Composer Murray Gold has been presented with the 2012 International Film Music Critics Association Award for Best Original Score for a Television Series for Doctor Who by IFMCA member Jon Broxton.
This is Gold’s first win from four nominations, all of which were for his work on the Doctor Who series. The other nominees in the television category were Downton Abbey by John Lunn, Green Lantern: The Animated Series by Frederik Wiedmann, Isabel by Federico Jusid, and Priceless by Naoki Sato.
Doctor Who is the BBC’s lavish reincarnation of the classic British science fiction show, which originally began in 1963, and was brought back to screens in 2005 to entertain a whole new generation of fans enchanted by the adventures of the time-traveling Doctor and his battles across time and space with Daleks, Cybermen, and dozens of other alien monsters and inter-stellar megalomaniacs. Gold’s music is large, bold, and theme-filled, and performed with consummate gusto by the BBC National Orchestra of Wales under the capable baton of conductor Ben Foster. Series 7, in which the Doctor is portrayed by Matt Smith, gave Gold the opportunity to build further on his multiple themes for the main characters, and produce even more brilliant, exciting music.

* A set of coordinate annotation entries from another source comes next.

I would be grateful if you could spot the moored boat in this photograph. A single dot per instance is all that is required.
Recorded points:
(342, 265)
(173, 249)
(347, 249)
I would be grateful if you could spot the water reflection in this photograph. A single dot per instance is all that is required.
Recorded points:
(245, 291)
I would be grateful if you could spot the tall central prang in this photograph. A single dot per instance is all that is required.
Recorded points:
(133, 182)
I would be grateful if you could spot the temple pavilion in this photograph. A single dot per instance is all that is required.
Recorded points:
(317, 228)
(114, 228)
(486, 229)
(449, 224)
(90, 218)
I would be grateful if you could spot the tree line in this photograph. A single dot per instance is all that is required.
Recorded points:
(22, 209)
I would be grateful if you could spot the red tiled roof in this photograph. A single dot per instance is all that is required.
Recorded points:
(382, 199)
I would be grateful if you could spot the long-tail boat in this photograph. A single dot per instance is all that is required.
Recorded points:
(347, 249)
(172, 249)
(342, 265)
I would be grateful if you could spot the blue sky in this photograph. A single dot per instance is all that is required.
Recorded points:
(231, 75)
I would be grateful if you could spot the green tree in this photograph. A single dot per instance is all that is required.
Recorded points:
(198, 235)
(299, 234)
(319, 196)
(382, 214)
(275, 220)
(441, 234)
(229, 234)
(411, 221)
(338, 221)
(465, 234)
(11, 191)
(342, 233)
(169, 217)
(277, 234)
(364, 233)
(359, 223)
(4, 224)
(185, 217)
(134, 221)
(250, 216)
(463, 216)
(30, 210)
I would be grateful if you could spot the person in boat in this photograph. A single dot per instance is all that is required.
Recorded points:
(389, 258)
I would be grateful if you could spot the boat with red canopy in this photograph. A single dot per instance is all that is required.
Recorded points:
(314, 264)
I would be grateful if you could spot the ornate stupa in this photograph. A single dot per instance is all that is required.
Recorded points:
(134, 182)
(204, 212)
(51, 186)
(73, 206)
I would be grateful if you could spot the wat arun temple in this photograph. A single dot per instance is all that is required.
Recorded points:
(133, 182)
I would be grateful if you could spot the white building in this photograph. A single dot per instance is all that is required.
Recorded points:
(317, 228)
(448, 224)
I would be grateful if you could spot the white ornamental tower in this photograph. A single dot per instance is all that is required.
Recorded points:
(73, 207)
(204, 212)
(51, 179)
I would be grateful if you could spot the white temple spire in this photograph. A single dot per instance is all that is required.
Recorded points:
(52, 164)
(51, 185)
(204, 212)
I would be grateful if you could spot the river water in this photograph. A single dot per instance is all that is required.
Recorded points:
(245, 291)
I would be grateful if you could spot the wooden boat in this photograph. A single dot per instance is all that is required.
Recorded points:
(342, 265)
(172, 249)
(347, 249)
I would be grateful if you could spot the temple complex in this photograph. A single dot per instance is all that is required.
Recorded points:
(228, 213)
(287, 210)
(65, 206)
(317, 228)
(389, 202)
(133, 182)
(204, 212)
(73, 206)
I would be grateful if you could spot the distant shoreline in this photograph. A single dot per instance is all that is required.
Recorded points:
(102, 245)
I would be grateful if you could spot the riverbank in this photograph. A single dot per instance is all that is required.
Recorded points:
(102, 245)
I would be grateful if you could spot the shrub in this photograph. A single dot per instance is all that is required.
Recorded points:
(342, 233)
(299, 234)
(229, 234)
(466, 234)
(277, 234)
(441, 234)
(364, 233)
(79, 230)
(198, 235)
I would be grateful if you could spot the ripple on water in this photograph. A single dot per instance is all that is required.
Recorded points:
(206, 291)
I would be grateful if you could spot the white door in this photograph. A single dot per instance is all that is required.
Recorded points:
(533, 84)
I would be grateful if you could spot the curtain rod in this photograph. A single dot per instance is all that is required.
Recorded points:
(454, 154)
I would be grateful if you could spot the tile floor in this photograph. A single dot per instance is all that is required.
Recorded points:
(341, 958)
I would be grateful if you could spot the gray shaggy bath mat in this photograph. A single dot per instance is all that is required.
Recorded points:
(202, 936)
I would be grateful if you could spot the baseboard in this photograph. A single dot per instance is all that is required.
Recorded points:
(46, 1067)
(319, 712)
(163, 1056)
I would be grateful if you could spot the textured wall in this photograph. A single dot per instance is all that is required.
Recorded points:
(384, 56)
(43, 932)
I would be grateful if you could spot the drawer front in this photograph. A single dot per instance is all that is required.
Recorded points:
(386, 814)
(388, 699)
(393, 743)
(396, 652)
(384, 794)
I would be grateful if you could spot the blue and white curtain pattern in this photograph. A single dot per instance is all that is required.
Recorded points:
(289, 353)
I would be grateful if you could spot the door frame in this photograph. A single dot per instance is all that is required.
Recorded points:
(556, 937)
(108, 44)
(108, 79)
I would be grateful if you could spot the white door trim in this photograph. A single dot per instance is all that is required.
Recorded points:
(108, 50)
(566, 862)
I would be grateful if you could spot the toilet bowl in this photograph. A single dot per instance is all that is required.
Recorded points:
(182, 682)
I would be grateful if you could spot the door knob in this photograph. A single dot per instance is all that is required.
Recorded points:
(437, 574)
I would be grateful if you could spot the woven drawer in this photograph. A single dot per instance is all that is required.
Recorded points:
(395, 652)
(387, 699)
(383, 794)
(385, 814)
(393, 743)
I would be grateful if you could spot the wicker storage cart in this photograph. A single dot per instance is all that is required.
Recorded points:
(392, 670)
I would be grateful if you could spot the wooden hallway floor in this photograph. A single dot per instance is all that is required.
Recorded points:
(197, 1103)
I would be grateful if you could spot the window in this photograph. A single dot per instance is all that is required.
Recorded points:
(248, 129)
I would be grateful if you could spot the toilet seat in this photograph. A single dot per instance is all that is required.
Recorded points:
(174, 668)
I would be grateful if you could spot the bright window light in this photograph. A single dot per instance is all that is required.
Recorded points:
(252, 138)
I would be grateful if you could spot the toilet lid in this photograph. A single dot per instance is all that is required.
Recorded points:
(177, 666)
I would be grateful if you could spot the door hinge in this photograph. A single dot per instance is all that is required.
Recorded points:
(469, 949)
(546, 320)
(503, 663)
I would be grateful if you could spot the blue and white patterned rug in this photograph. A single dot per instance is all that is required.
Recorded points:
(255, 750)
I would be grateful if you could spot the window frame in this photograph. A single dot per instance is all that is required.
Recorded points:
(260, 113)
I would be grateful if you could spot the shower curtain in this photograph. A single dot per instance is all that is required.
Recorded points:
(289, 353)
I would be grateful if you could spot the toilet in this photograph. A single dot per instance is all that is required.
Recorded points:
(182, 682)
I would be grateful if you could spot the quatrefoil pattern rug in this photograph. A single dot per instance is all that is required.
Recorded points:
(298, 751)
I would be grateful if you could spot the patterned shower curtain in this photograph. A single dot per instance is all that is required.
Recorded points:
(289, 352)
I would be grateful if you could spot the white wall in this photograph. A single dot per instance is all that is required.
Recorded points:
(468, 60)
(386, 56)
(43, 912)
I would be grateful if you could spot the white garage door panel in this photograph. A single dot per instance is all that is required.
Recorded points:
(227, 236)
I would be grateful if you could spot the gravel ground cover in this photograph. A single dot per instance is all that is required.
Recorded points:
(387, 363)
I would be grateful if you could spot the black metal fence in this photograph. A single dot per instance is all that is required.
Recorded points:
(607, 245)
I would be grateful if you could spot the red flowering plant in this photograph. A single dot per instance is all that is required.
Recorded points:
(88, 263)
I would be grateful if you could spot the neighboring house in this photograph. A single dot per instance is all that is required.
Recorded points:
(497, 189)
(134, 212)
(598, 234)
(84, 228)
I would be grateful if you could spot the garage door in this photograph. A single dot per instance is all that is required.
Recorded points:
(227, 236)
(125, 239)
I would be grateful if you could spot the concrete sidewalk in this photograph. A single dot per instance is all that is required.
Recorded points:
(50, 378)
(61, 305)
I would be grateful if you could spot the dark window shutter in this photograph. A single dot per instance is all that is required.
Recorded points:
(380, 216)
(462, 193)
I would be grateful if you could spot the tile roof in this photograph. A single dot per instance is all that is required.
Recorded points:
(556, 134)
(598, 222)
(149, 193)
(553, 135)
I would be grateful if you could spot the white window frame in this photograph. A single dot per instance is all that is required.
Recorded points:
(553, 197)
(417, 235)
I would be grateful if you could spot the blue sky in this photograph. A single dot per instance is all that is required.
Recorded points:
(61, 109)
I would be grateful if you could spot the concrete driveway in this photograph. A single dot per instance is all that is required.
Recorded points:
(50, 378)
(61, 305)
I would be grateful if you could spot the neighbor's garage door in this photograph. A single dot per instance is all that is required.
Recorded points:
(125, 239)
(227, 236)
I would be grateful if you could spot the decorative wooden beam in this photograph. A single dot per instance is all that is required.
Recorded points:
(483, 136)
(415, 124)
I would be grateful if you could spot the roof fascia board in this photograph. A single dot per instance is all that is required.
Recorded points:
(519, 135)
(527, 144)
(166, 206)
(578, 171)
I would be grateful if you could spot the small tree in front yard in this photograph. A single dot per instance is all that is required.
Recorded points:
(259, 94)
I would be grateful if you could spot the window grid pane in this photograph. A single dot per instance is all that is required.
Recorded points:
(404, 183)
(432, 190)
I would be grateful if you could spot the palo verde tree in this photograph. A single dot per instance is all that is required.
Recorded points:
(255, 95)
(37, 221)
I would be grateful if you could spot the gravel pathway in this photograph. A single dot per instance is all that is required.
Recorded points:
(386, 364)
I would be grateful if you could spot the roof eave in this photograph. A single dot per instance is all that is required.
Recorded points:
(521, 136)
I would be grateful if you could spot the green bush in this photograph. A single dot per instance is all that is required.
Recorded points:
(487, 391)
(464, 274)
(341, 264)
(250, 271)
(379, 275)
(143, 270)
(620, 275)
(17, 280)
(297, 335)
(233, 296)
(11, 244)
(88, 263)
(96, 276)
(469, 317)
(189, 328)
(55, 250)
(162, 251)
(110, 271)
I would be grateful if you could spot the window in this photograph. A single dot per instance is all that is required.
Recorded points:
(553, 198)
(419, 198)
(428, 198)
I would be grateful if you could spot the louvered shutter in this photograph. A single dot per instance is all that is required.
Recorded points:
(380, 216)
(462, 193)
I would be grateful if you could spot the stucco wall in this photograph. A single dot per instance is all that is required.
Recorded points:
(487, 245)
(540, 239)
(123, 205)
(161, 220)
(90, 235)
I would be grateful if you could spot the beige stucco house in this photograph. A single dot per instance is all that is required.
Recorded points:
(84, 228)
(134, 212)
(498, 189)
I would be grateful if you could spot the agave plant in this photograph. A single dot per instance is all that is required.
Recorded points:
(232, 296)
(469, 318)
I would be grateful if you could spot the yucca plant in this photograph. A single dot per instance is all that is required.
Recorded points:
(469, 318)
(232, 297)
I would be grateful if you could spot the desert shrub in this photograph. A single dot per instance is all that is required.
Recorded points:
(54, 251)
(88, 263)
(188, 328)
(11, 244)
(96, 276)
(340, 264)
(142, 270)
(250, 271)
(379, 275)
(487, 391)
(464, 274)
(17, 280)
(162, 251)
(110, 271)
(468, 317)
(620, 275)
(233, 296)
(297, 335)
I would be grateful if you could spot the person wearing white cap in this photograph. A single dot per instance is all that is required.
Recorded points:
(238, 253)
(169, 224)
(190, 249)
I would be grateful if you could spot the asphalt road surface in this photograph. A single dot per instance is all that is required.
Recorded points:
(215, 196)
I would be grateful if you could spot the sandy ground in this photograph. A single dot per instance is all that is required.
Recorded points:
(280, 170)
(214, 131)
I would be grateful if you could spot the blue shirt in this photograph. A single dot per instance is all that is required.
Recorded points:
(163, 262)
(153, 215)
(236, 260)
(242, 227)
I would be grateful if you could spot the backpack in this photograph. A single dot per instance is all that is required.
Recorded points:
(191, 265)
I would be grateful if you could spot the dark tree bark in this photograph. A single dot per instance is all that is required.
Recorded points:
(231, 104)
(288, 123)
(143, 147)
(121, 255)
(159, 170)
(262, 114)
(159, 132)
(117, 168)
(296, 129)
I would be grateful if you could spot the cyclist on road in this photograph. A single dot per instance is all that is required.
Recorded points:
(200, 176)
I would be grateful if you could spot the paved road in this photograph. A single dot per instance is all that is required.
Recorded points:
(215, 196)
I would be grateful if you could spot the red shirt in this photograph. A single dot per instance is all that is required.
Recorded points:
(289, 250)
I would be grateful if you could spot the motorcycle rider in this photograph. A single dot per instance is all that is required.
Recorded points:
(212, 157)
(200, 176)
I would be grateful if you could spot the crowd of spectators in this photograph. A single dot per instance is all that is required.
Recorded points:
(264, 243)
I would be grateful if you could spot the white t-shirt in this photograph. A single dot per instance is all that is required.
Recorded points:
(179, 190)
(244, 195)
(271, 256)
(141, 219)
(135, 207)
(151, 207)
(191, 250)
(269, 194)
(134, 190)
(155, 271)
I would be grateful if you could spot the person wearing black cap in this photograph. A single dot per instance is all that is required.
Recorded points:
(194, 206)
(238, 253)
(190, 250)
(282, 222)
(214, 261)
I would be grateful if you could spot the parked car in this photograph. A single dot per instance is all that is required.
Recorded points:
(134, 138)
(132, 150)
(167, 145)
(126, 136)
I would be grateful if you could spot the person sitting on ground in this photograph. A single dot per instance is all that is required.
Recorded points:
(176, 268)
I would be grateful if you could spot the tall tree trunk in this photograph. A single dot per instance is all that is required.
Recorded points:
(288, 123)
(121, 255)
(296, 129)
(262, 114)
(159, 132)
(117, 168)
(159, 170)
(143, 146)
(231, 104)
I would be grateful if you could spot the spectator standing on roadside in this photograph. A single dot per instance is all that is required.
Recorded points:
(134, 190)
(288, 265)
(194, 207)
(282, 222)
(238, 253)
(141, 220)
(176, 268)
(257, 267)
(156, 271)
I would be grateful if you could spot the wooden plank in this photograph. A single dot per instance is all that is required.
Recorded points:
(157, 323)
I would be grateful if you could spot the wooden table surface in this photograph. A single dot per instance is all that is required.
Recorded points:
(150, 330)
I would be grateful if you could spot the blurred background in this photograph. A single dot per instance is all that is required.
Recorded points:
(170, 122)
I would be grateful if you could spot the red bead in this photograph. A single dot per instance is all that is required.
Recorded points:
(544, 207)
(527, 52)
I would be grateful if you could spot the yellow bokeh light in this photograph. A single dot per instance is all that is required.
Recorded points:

English composer Gold was born in Portsmouth in 1969, attended the University of Cambridge, and began his career in film music in the late 1990s. He first came to prominence following his acclaimed, BAFTA-nominated score for the BBC costume drama Vanity Fair in 1998, and he subsequently worked on such popular TV projects as Queer as Folk (1999), Randall & Hopkirk Deceased (2000), Clocking Off (2000), Shameless (2004) and Casanova (2005), as well as feature films such as Beautiful Creatures (2000) and Hawking (2004). Gold joined the crew of Doctor Who when it returned to screens in 2005, and he has since scored all 102 episodes of the show to date, including all episodes featuring Christopher Ecclestone, David Tennant and Matt Smith as the Doctor; he also wrote a new arrangement of the show’s famous theme, originally composed by Ron Grainer. While working on Who, Gold has continued to stretch his musical horizons by writing music for other projects, including TV shows such as Last Tango in Halifax and the Doctor Who spinoff Torchwood, as well as movies such as Alien Autopsy (2006), Death at a Funeral (2007), and Hoodwinked Too! Hood vs. Evil (2011).
As a writer, Gold won the Michael Imison Memorial Prize for Best New Radio Play in 2002 for Electricity, which was produced at the West Yorkshire Playhouse. His other plays include 50 Revolutions performed by the Oxford Stage Company at the Whitehall Theatre, London in 2000 and Resolution, which was staged at Battersea Arts Centre in 1994. Gold also wrote the radio play Kafka the Musical which was broadcast on BBC Radio 3 on Easter Sunday 2011, and won the 2013 Tinniswood Award for the Best Original Radio Drama.